Readme
Depth Anything V3 — Metric Large
Estimate real-world depth in meters from a single image. Returns a 16-bit PNG depth map with metric scale metadata, ready for 3D reconstruction, parallax effects, robotics, or any application that needs actual distances (not just relative ordering).
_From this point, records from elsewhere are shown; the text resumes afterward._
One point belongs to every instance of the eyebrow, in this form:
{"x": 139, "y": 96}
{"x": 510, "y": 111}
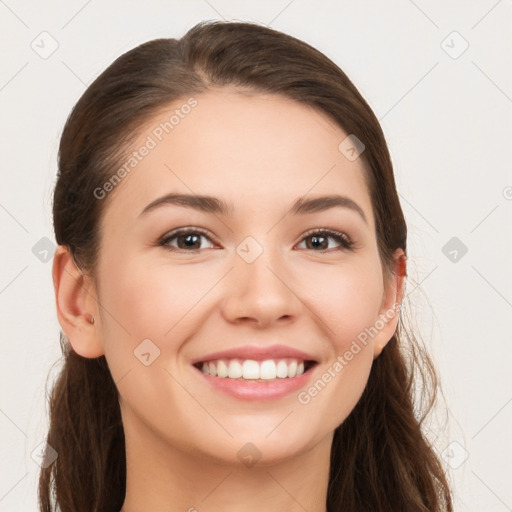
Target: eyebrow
{"x": 210, "y": 204}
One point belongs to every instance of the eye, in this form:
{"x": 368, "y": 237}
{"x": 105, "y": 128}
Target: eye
{"x": 187, "y": 239}
{"x": 320, "y": 240}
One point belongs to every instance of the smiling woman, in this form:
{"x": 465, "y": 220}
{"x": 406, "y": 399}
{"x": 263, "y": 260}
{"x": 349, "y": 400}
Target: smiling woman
{"x": 230, "y": 305}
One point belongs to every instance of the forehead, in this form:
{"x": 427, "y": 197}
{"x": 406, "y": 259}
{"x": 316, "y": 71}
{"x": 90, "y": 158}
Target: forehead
{"x": 254, "y": 150}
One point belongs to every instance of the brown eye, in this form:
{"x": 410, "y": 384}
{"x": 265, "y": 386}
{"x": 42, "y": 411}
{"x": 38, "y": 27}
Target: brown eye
{"x": 319, "y": 240}
{"x": 188, "y": 240}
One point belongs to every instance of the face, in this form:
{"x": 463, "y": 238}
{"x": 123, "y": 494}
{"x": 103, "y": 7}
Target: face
{"x": 259, "y": 278}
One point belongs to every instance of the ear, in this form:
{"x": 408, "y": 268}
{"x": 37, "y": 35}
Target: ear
{"x": 77, "y": 305}
{"x": 391, "y": 302}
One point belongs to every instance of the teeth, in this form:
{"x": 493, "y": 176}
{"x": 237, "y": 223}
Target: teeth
{"x": 250, "y": 369}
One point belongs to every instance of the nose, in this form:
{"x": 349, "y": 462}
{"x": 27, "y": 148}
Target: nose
{"x": 262, "y": 292}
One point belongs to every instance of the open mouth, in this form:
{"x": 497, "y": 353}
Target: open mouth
{"x": 258, "y": 371}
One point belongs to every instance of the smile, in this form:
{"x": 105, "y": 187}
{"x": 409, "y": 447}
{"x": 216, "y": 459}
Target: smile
{"x": 250, "y": 369}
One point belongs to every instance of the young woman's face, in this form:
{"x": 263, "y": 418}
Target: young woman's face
{"x": 258, "y": 279}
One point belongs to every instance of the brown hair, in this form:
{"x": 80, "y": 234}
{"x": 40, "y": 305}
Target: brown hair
{"x": 380, "y": 458}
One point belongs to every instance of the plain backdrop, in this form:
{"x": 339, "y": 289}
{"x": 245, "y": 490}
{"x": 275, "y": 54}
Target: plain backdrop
{"x": 437, "y": 75}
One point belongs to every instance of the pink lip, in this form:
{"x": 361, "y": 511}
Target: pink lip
{"x": 254, "y": 390}
{"x": 257, "y": 353}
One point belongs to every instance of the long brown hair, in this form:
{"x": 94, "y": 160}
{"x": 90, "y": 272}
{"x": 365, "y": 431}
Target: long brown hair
{"x": 380, "y": 458}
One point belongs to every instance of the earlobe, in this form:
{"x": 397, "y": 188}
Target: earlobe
{"x": 391, "y": 303}
{"x": 77, "y": 307}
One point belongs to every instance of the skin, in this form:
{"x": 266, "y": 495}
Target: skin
{"x": 260, "y": 153}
Based on Depth Anything 3 (DA3METRIC-LARGE) by ByteDance. Apache 2.0 license.
Why this model?
| Feature | This model | Typical DA3 wrappers |
|---|---|---|
| Output precision | 16-bit PNG (65,535 levels) | 8-bit (256 levels) |
| Metric depth | Real distances in meters with decode formula | Relative depth only |
| Inference resolution | Up to 1120px (reduces ViT grid artifacts) | Default 504px (visible grid) |
| EXIF handling | Auto-normalizes orientation before inference | Often ignored (rotated outputs) |
| Raw float32 output | Optional NPZ with full-precision metric depth | Not available |
| Stable API contract | Versioned output schema (da3-metric/v1) |
Unversioned |
Quick start
Python
import replicate
output = replicate.run(
"wolfire/depth-anything-v3-metric-large",
input={"image": "https://example.com/photo.jpg"},
)
# Output includes metric metadata
print(f"Depth range: {output['depth_min_m']:.2f}m — {output['depth_max_m']:.2f}m")
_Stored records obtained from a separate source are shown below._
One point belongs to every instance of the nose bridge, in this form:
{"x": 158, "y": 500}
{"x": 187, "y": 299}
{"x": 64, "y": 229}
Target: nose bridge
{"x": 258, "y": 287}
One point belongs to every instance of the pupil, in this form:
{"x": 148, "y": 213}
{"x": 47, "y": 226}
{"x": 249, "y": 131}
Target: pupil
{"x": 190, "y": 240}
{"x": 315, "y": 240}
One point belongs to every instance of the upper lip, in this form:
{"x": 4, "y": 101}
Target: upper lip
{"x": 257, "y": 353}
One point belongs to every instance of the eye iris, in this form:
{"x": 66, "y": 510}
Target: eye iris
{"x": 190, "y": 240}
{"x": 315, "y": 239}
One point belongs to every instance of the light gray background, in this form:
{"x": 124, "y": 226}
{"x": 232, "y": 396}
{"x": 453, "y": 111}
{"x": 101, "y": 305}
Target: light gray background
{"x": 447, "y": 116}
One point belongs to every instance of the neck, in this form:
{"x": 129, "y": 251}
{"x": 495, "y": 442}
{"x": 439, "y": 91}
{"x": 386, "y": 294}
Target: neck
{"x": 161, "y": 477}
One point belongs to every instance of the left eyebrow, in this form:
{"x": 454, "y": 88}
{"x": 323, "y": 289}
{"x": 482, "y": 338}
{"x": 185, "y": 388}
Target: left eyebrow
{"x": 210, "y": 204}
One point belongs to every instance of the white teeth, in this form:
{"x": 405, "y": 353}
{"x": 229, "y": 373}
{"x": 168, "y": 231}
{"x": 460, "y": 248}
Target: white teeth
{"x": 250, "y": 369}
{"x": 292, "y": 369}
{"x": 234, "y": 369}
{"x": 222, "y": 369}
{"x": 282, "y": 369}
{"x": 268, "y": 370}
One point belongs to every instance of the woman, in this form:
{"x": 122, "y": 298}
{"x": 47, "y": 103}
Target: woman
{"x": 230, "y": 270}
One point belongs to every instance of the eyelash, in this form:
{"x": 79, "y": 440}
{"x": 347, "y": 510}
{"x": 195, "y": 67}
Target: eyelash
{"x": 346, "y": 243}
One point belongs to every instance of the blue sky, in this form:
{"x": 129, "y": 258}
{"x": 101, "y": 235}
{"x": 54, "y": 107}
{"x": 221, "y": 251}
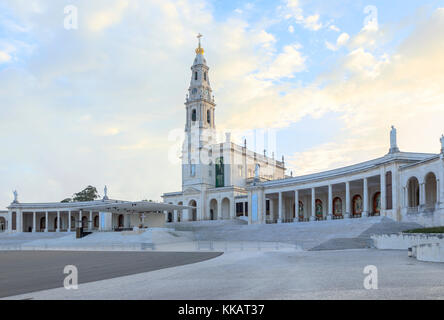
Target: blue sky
{"x": 99, "y": 104}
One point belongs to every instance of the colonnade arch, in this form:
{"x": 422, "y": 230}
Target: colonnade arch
{"x": 430, "y": 190}
{"x": 413, "y": 192}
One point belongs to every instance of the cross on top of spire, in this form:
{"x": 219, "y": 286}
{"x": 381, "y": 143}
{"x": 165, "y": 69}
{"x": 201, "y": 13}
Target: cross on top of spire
{"x": 199, "y": 50}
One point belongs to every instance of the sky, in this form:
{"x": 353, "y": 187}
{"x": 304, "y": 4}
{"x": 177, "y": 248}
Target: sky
{"x": 93, "y": 92}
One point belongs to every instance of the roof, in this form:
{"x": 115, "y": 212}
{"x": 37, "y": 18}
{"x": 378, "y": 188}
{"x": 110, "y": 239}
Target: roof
{"x": 101, "y": 205}
{"x": 371, "y": 164}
print(f"Depth map URL: {output['depth_png']}")
JavaScript
import Replicate from "replicate";
const replicate = new Replicate();
const output = await replicate.run("wolfire/depth-anything-v3-metric-large", {
input: { image: "https://example.com/photo.jpg" },
});
console.log(`Depth range: ${output.depth_min_m}m — ${output.depth_max_m}m`);
console.log(`Depth map: ${output.depth_png}`);
cURL
curl -sS -X POST "https://api.replicate.com/v1/models/wolfire/depth-anything-v3-metric-large/predictions" \
-H "Authorization: Bearer $REPLICATE_API_TOKEN" \
-H "Content-Type: application/json" \
-d '{"input": {"image": "https://example.com/photo.jpg"}}'
Decoding the 16-bit depth map
The output depth_png is a 16-bit grayscale PNG. Convert pixel values back to meters using the scale_m_per_unit and offset_m fields from the output:
import numpy as np
from PIL import Image
arr = np.array(Image.open("depth.png"), dtype=np.uint16)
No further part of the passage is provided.